Immune checkpoint inhibitor (ICI) therapy is currently the most efficient treatment for those with metastatic melanoma—which spreads cancer cells from the primary tumor to other areas of the body—demonstrating durable remission in up to half of patients with advanced melanoma. The therapy works by blocking proteins on tumor or immune cells that prevent the immune system from killing cancer cells.

Immune checkpoints are normally present to prevent an immune response from being so strong that it destroys healthy cells in our bodies. When immune cells identify tumor cells, immune checkpoints can engage to stop the immune system from destroying the cancer. Immune checkpoint inhibitor drugs work by blocking checkpoint proteins, allowing immune cells to kill cancer cells. ICI-based therapy is thus a type of immunotherapy.

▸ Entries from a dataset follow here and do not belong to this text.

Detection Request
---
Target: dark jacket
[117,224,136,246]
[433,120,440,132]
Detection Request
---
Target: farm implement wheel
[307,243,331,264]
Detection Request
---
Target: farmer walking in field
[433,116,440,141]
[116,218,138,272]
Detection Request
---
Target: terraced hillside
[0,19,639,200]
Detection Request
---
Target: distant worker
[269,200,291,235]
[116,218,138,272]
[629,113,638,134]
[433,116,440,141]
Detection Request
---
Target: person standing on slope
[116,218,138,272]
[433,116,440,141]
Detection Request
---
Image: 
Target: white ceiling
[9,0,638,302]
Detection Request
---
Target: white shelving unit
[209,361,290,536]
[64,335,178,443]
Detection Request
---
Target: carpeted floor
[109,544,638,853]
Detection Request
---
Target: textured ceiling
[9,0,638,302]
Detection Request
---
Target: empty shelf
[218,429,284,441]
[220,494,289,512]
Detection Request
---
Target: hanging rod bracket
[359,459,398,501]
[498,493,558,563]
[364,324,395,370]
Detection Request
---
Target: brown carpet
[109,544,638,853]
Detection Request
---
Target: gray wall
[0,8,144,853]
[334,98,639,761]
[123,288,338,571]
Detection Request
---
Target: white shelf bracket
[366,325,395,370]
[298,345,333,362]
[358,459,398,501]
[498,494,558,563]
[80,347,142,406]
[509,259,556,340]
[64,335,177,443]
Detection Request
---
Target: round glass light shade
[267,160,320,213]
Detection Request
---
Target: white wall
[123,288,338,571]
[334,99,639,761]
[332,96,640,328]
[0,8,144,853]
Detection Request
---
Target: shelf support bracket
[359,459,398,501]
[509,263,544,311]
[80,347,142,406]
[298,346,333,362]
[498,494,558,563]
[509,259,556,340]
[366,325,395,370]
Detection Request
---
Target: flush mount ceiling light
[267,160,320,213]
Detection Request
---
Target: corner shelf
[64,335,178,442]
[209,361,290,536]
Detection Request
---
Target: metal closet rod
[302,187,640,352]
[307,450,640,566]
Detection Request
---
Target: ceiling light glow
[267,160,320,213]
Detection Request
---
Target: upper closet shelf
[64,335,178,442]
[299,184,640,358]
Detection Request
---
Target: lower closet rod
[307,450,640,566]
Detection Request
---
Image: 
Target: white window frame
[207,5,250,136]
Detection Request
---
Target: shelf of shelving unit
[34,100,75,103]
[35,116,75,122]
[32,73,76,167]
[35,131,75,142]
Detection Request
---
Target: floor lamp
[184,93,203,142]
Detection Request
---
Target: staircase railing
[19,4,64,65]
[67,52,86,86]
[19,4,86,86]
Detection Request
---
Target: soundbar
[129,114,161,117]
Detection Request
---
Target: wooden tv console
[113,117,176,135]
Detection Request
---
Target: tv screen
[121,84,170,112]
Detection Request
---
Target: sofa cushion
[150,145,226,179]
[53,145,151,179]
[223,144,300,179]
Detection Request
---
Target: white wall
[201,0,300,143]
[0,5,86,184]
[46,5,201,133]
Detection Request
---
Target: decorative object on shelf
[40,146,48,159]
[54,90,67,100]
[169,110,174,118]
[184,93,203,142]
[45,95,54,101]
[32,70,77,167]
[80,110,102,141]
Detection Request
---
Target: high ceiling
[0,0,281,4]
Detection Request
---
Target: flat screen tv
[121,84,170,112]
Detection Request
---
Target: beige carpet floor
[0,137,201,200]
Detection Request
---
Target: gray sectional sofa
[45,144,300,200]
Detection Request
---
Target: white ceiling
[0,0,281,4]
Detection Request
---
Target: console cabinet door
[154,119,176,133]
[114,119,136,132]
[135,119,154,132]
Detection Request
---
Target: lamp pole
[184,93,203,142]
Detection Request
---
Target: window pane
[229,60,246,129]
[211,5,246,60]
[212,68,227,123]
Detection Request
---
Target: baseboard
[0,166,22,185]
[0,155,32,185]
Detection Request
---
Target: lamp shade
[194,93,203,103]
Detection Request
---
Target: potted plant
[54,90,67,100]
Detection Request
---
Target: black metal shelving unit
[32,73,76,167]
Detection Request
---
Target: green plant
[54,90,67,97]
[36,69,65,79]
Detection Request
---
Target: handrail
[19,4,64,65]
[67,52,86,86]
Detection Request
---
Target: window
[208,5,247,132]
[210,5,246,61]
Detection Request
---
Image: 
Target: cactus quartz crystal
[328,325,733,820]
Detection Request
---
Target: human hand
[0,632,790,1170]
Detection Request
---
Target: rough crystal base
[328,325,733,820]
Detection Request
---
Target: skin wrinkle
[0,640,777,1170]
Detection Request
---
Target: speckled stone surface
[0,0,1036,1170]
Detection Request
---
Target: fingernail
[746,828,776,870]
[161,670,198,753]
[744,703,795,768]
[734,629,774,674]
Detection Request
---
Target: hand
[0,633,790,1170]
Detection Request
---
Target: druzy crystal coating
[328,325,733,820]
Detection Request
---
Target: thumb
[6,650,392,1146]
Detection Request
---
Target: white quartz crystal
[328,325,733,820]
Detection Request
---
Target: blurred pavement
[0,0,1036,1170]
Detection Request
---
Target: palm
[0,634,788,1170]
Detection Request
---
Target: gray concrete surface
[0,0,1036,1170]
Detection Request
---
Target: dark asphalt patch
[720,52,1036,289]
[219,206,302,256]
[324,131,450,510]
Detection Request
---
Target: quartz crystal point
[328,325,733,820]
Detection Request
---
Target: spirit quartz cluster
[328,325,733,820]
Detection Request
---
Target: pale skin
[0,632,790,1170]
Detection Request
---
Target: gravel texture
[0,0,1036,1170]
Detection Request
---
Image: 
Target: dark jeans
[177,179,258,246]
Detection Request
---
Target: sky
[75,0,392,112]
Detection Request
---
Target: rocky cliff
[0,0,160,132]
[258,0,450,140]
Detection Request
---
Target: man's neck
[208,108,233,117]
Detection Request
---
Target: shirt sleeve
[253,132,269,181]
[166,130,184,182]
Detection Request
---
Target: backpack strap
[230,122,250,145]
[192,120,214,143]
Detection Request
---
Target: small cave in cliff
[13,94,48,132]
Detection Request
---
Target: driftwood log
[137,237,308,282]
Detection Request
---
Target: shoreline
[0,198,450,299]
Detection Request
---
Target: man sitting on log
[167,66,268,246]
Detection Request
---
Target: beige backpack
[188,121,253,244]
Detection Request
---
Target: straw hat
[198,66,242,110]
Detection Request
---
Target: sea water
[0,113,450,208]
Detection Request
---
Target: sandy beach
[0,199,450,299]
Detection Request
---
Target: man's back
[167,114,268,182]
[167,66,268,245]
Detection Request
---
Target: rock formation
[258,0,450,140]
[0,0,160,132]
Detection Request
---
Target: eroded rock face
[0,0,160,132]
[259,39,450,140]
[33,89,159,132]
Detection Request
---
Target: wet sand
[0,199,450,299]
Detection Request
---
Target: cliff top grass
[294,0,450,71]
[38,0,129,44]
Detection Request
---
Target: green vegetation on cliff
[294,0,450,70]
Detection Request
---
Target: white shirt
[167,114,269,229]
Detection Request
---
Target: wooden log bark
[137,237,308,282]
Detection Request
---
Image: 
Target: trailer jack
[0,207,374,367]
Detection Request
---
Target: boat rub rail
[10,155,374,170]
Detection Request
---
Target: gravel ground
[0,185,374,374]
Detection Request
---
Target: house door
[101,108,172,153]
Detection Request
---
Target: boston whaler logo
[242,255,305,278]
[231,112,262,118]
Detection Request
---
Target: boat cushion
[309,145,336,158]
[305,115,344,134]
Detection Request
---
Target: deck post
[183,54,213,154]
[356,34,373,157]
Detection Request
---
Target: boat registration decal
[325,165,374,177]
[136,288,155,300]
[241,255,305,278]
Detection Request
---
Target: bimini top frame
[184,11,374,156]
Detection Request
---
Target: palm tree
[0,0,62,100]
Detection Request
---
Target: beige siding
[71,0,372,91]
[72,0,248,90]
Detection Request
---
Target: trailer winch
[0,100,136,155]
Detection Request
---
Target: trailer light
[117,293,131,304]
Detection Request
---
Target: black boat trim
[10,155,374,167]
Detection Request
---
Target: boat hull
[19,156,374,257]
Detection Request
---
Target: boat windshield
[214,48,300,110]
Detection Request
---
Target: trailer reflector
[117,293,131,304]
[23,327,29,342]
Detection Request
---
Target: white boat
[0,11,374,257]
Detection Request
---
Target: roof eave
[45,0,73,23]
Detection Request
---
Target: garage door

However, there are no reliable indicators to help physicians predict a patient’s response to ICI-based therapy. While there is one FDA-approved biomarker for ICI melanoma treatment, the tumor mutation burden biomarker, the mechanisms linking it to ICI remain unclear.

The new study, led by researchers Noam Auslander and Andrew Patterson, is thus a breakthrough in predicting and improving outcomes of ICI melanoma therapy.

The scientists found that mutations in white blood cells (leukocytes) and T-cell proliferation regulation have the potential to be biomarkers with reliable and stable prediction of ICI therapy response.

“This work aims to identify better and more biologically interpretable genomic predictors for immunotherapy responses,” said Auslander, assistant professor in the Molecular and Cellular Oncogenesis Program of Wistar’s Ellen and Ronald Caplan Cancer Center. “We need better biomarkers to help select patients that are more likely to respond to ICI therapy and to understand what factors can help to enhance responses, and increase those numbers.”

The ability to predict how patients may respond to ICI therapy will reduce the number of those who have a severe adverse autoimmune response to treatment.

Furthermore, Patterson stated that findings from the study will help scientists “extract biological information that could help in further understanding the mechanisms behind ICI therapy response and resistance.”